Epidemiology and infection2016; 145(5); 1044-1057; doi: 10.1017/S0950268816002946

Early detection of West Nile virus in France: quantitative assessment of syndromic surveillance system using nervous signs in horses.

Abstract: West Nile virus (WNV) is a growing public health concern in Europe and there is a need to develop more efficient early detection systems. Nervous signs in horses are considered to be an early indicator of WNV and, using them in a syndromic surveillance system, might be relevant. In our study, we assessed whether or not data collected by the passive French surveillance system for the surveillance of equine diseases can be used routinely for the detection of WNV. We tested several pre-processing methods and detection algorithms based on regression. We evaluated system performances using simulated and authentic data and compared them to those of the surveillance system currently in place.
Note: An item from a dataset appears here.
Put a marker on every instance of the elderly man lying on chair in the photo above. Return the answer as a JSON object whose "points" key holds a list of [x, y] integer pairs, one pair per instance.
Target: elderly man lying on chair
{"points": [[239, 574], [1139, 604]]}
Our results show that the current detection algorithm provided similar performances to those tested using simulated and real data. However, regression models can be easily and better adapted to surveillance objectives. The detection performances obtained were compatible with the early detection of WNV outbreaks in France (i.e. sensitivity 98%, specificity >94%, timeliness 2·5 weeks and around four false alarms per year) but further work is needed to determine the most suitable alarm threshold for WNV surveillance in France using cost-efficiency analysis.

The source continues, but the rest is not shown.